For the past 7 days all of our Incoming Mail Gateways have been hanging at 100% CPU and not delivering any email. I have automated scripts that detects > 500 messages in the Spool and will automatically stop the mailservice, move all SubSpool contents to temp directories and restart mailservice and move them back to the Spool at a trickle until the server catches up on the load. It would work for a couple messages but within minutes hang at 100% CPU again.
This has happened every day for a week to 3 different Incoming Gateways running Smartermail Free Edition versions 13.6.570314, 14.7.60841 and 15.5.6222 running on Win2K3, Win2008, Win2008R2 respectively.
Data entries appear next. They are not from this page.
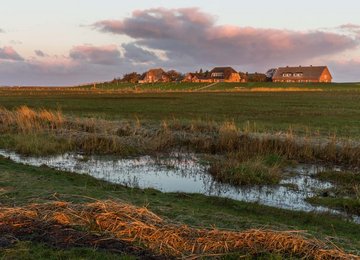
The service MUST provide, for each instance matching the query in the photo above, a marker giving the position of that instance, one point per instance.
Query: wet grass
(255, 171)
(345, 195)
(21, 185)
(28, 250)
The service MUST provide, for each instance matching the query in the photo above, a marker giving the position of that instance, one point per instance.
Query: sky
(71, 42)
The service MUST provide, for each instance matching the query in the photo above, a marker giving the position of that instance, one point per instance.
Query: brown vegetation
(142, 227)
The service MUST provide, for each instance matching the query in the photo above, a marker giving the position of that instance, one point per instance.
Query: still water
(185, 173)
They are all running antispam checks and then delivering email to a Smartermail Enterprise Edition 15.5.6222.
At wits end we replaced all the Server hardware for the Gateways but even with 4 Quad Core CPUs and 96GB of memory and SSD drives with Win2012R2 and they were all still hanging at 100% CPU and mail would not flow no matter how many times the mailservice was started and messages were spoon-fed back to the spool one at a time.
I finally figured out the cause, but I don't know how to prevent it....and desperately need help!
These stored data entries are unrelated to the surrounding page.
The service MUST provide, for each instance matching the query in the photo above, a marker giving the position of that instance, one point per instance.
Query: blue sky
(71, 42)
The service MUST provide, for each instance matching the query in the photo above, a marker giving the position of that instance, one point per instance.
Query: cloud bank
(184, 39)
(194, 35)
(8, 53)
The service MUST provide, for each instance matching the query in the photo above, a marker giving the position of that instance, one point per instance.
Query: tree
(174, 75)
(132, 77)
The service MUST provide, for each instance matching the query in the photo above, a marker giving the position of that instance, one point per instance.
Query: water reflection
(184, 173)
We are receiving malformed email that contains two separate strings in the Body that is apparently causing the issue. Every time Smartermail touches that email it crashes causing a Windows Heap Dump file to be generated (writing a file the size of that Server's Physical Memory + Virtual Memory to disk) and the system being locked until it is complete, at which point it restarts the mailservice and the next malformed email to be touched by Smartermail causes the same situation, over and over.
After finding the culprit I did a search for a partial segment of the BASE64 String causing the problem (discovered that running Windows FINDSTR for the String causes the same crash and a .HDMP file is created locking the computer at 100% CPU so I had to use Cygwin GREP instead) and removed those emails from the Spool and it processed all remaining emails without any problem within 15 minutes. I reviewed the other Incoming Mail Gateways and the same String in the email contents there caused the same issue on them. Removing the offending malformed emails solved the problem...until we got more...and more...and more...faster than I can block entire /16 CIDR Ranges in Smartermail (as a last resort).
Also discovered that one absolutely, positively shouldn't add Smartermail Content Filters that search for even the partial strings...
Rule Source: Body
Rule Type: Contains
The very first email received by the Spool (even good messages) cause the Spool to hang, crash, and then have Windows Heap Dump generate a .HDMP file. Even setting up those strings as RegEx caused the issue to be replicated.
So, imagine having to nurse your Smartermail Spool 24/7 running the same Grep cmd and deleting the offending emails in the SubSpools folders and restarting the mailservice only to have to rinse and repeat every 5-15 minutes. Haven't even had time to script it out and I desperately need sleep.
Anyone have any suggestion on how to resolve this and prevent Smartermail from crashing and hanging the system at 100% CPU for an hour or two after every couple of emails it processes?